The resulting game is a text-based adventure with a depiction of the character's location displayed above the text.
#MYSTERY HOUSE GAME DAISY CODE#
The game's code was completed in only a few days, and was finished on May 5, 1980. The couple took out an advertisement in Micro magazine as On-Line Systems, and mass-produced Ziploc bags containing a floppy disk and a sheet of instructions, to be sold at US$24.95 (equivalent to $82.05 in 2021). To the Williams's surprise, what Roberta had initially considered a hobby project sold more than 10,000 copies through mail-order.
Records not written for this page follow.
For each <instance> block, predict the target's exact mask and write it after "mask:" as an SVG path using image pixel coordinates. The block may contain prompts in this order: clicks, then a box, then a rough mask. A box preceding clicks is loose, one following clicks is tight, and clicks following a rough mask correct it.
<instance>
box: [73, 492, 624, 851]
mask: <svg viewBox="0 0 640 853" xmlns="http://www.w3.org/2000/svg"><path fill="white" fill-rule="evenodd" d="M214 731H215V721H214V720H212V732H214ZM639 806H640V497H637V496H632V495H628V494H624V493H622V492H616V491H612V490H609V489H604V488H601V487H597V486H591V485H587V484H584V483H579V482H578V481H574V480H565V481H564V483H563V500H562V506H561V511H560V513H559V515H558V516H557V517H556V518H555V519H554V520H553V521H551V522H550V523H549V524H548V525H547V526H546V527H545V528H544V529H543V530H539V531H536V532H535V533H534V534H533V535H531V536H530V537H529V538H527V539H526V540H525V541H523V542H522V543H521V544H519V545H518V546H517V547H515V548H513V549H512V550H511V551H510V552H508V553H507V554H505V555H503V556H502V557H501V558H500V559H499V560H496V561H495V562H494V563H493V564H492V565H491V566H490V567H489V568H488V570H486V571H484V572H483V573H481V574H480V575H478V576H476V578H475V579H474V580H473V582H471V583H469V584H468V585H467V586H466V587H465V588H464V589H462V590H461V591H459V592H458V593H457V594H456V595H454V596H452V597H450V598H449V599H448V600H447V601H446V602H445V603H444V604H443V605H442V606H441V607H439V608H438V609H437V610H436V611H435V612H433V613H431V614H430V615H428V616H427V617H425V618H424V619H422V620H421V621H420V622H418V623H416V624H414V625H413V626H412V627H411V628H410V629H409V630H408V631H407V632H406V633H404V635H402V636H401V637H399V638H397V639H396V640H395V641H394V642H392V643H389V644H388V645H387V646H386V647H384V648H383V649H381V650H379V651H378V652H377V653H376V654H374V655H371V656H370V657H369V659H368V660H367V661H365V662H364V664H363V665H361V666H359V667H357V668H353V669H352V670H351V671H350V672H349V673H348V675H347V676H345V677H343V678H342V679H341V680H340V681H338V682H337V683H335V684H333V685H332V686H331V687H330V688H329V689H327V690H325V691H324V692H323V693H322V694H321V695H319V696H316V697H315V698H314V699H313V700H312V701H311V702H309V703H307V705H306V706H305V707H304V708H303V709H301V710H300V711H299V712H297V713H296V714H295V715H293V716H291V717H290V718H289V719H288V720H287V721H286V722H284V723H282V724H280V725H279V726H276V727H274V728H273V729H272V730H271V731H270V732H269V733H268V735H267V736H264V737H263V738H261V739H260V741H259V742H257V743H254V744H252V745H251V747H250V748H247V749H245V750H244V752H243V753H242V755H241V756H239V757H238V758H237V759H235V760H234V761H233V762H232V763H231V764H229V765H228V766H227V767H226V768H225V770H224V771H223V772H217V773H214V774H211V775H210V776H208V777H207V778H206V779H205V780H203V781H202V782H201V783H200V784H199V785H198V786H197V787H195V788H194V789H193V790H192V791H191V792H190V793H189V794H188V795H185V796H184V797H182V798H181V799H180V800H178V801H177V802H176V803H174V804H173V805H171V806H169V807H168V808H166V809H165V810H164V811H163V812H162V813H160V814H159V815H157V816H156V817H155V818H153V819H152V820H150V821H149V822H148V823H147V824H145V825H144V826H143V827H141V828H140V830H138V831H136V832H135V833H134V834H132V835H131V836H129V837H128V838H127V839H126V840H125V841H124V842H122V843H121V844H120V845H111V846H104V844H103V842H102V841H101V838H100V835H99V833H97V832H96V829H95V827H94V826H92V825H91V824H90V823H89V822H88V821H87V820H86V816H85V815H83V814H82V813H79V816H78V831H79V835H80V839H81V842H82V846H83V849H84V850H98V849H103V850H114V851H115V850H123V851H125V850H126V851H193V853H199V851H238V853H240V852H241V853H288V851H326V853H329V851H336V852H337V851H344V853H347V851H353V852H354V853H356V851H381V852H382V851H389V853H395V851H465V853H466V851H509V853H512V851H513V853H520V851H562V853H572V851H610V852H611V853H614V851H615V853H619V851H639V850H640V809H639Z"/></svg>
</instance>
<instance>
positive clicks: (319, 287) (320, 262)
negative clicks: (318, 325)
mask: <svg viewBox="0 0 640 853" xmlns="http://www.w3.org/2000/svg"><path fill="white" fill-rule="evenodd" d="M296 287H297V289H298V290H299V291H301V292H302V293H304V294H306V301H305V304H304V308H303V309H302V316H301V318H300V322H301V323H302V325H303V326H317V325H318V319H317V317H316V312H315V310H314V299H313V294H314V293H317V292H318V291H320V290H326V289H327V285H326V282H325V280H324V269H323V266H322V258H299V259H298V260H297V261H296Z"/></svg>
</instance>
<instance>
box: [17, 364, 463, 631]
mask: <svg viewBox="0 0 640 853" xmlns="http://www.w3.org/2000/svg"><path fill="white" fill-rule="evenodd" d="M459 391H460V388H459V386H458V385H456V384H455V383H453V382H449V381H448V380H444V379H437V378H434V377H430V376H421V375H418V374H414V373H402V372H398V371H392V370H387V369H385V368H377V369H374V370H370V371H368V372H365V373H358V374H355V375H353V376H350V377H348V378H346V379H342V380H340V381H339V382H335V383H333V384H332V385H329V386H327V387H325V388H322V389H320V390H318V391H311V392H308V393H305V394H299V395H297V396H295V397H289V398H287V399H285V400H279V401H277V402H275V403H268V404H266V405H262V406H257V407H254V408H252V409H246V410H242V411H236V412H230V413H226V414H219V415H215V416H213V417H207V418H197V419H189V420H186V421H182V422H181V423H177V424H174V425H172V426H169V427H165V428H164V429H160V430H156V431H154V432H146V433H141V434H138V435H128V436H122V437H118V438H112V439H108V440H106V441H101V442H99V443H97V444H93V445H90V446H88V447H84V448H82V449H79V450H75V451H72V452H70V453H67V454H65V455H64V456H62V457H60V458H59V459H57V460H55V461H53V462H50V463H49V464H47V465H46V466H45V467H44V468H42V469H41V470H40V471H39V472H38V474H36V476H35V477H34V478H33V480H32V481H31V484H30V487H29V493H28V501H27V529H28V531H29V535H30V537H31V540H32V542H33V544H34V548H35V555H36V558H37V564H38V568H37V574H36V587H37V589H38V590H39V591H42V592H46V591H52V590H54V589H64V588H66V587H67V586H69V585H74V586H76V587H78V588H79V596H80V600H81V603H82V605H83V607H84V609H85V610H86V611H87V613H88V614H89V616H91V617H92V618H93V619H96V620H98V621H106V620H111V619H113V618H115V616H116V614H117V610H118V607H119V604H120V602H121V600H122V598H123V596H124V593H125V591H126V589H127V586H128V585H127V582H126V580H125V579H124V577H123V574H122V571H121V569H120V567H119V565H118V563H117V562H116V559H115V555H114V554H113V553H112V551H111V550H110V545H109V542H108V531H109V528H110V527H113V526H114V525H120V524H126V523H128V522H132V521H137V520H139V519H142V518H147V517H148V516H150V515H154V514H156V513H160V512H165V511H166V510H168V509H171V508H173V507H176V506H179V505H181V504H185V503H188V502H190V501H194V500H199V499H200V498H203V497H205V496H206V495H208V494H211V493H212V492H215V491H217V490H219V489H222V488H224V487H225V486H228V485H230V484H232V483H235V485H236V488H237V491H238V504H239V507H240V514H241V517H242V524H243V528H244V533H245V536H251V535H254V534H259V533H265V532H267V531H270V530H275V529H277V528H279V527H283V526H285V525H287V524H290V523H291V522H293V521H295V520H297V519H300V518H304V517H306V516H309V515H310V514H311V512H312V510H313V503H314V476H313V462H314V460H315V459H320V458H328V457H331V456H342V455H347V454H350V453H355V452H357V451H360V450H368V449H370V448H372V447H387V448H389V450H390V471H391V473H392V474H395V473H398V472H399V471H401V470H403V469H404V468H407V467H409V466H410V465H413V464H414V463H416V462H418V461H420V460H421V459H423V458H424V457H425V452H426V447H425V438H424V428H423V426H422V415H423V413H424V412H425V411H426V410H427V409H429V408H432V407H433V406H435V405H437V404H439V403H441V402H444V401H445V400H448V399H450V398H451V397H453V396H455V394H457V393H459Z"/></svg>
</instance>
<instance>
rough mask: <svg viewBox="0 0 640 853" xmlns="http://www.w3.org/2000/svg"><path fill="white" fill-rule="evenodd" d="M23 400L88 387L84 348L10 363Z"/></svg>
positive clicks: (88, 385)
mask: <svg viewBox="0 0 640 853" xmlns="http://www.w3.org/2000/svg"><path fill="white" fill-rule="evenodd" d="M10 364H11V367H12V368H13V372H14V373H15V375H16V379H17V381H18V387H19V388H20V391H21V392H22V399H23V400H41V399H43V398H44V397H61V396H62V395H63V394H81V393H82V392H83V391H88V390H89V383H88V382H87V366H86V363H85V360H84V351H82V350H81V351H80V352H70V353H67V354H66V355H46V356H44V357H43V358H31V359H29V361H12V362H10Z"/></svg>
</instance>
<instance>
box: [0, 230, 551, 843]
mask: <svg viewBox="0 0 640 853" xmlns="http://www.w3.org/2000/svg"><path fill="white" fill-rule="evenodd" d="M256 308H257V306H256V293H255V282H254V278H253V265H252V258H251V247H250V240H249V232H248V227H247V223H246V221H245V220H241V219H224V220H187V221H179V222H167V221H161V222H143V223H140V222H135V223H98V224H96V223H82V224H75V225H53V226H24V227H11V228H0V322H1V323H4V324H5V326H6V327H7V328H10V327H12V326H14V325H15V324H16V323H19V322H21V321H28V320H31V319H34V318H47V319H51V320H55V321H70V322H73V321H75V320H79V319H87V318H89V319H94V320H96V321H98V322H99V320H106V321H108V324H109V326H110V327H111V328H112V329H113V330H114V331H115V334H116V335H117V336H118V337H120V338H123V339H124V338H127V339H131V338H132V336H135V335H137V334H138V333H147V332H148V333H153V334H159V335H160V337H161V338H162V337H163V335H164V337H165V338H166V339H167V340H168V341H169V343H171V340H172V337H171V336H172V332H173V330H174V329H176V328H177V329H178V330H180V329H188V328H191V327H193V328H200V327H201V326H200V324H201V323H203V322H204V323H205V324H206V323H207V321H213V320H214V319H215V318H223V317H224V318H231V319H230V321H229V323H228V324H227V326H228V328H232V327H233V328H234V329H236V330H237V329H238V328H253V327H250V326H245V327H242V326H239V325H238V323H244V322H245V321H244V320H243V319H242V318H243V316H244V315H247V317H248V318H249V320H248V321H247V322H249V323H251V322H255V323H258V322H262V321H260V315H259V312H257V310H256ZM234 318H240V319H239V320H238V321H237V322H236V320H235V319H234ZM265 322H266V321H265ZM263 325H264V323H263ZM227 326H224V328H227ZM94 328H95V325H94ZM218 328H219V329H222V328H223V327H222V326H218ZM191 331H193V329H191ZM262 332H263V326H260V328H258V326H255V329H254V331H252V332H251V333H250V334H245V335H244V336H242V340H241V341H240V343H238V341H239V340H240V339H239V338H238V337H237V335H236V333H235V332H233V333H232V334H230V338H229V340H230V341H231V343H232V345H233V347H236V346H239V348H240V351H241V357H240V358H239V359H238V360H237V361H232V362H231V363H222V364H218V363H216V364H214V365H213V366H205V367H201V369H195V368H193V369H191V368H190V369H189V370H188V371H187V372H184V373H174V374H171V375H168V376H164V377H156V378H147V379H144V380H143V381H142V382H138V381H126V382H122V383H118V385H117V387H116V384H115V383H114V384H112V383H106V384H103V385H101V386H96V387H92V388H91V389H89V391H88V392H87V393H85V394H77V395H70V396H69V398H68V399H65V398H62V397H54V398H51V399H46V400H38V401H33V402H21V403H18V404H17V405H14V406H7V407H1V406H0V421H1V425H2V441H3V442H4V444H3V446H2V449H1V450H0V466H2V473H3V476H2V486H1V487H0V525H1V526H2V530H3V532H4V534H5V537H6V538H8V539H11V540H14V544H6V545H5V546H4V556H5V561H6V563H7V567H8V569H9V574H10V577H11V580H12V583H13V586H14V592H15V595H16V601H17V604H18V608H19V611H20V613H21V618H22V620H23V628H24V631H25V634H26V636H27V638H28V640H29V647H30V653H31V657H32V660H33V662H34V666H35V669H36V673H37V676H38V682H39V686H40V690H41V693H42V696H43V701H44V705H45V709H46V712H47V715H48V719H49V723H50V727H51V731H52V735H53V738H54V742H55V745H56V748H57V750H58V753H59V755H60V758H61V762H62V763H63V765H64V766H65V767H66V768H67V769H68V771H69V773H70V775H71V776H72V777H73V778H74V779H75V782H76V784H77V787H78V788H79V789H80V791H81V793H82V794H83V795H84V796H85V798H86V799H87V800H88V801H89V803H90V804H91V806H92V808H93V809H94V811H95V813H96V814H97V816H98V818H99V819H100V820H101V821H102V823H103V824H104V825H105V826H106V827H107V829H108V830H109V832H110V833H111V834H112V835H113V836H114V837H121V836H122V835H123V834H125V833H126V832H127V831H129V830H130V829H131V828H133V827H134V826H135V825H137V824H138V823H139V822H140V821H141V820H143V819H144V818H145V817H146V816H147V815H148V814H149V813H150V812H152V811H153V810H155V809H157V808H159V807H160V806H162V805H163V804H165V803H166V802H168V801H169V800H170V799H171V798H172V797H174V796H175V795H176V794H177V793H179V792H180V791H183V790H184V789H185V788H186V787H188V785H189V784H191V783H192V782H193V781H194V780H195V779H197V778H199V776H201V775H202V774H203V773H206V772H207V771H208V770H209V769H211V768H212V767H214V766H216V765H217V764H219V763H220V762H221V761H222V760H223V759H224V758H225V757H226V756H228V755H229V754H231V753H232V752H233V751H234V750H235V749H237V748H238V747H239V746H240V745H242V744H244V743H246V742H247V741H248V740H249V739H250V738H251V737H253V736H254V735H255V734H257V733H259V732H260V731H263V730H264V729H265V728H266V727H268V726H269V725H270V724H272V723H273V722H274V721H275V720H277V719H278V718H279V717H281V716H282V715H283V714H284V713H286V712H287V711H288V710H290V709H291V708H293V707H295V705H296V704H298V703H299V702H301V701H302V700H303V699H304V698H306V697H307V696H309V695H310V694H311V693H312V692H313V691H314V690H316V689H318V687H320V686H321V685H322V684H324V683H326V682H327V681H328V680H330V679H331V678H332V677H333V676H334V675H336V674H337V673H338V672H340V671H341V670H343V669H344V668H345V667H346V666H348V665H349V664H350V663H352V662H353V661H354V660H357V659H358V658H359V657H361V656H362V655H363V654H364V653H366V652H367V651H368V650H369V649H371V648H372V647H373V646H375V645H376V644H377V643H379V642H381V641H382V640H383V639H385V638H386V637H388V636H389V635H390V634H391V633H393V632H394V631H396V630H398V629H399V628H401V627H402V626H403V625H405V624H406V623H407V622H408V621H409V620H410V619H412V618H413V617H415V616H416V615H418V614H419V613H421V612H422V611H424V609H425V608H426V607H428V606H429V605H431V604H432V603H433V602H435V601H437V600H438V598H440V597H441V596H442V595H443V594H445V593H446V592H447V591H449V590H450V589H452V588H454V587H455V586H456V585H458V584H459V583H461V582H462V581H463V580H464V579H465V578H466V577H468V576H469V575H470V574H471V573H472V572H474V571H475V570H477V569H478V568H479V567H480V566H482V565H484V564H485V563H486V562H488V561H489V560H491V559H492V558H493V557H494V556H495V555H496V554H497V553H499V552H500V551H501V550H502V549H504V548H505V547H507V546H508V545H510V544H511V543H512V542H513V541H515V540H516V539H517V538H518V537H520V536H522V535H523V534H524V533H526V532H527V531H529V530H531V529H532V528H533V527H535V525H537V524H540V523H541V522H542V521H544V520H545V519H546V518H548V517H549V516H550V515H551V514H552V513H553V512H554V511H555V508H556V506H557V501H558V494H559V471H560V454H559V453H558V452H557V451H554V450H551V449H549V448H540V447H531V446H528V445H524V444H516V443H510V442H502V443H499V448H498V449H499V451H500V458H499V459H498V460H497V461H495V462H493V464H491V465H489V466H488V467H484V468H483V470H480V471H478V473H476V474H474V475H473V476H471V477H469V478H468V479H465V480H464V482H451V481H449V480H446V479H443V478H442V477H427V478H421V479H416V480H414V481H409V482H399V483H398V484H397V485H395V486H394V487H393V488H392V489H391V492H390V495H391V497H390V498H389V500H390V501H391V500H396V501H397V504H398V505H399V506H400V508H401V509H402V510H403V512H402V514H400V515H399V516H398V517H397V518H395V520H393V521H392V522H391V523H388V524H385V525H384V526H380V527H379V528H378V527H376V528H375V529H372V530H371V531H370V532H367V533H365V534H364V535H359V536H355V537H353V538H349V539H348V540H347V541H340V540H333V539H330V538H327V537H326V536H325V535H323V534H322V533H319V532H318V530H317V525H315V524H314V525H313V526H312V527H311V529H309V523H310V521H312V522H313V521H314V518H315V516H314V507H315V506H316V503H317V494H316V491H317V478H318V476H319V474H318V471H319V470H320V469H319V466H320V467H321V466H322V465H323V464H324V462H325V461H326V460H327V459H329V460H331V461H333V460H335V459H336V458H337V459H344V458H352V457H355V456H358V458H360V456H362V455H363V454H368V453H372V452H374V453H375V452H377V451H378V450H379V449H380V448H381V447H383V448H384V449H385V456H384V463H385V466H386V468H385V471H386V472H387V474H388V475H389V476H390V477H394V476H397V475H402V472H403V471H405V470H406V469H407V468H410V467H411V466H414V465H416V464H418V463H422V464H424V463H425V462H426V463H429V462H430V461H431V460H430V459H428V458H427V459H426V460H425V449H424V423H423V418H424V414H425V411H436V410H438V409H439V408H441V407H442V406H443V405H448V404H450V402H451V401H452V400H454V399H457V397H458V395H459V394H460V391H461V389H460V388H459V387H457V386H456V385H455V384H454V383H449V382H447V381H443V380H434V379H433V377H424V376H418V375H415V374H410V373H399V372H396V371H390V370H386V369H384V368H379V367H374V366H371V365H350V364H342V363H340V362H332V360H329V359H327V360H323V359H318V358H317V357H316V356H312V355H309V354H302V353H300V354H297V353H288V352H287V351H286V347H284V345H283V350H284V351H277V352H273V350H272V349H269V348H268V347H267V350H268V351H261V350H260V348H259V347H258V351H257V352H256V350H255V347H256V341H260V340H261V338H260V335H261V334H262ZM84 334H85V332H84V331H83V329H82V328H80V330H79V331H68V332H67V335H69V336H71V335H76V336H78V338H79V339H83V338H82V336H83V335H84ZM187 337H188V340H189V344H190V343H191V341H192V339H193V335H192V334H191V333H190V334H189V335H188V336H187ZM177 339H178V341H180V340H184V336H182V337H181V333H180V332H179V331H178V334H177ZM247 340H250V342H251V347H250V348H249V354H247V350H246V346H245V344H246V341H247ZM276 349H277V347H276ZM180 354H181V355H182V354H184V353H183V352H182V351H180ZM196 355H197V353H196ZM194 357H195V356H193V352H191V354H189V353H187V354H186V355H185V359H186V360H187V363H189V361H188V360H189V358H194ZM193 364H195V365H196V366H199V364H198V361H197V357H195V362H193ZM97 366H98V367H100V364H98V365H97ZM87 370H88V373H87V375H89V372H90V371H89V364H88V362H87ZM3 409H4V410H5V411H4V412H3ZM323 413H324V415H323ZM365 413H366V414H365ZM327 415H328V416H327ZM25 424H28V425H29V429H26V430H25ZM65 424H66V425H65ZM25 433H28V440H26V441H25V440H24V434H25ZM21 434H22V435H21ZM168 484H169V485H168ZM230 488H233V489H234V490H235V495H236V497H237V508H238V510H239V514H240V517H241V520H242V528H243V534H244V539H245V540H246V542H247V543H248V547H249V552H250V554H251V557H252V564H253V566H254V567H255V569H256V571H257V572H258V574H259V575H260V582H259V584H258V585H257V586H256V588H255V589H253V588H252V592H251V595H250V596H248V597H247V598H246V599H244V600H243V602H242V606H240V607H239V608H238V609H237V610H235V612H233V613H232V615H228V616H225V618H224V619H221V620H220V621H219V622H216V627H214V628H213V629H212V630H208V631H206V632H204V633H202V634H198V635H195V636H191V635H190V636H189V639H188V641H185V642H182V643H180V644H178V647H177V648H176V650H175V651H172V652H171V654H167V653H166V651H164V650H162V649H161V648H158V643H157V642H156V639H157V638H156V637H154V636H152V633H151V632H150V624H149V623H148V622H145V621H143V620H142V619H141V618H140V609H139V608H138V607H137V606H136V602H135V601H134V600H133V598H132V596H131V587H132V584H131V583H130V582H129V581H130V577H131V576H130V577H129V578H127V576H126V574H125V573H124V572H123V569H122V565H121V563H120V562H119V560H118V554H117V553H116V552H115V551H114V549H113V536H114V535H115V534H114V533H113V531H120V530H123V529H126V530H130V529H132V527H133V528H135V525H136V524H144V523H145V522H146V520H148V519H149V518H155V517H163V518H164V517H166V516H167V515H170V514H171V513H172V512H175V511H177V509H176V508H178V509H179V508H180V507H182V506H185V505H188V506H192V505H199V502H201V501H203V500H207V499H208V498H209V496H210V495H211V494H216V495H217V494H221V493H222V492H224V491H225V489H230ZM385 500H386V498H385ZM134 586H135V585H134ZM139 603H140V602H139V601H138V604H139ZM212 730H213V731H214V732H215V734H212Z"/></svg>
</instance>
Including its 1982 rerelease through the SierraVenture line, 80,000 units were eventually sold worldwide, making it one of the best-selling computer games at the time. Mark Marlow reviewed Mission: Asteroid, Mystery House, and The Wizard and the Princess for Computer Gaming World, and stated that " Mystery House is considerably more difficult and provides many traps for the unwary in a wonderfully Victorian setting." Ĭomputer Gaming World in 1996 ranked it fourth on the magazine's list of the most innovative computer games.

GamePro named Mystery House the 51st most important game of all time in 2007, for introducing a visual component to adventure games and for featuring graphics at a time when most computer games did not. Though the game is often considered the first adventure game to use graphics, dungeon crawl role-playing video games had already been using graphics prior to its release. Applying graphics to an adventure game, however, was unprecedented as previous story-based adventure games were entirely text-based.

Mystery House 's success led the Williams to create the Hi-Res Adventures series, and note the game as Hi-Res Adventure #1.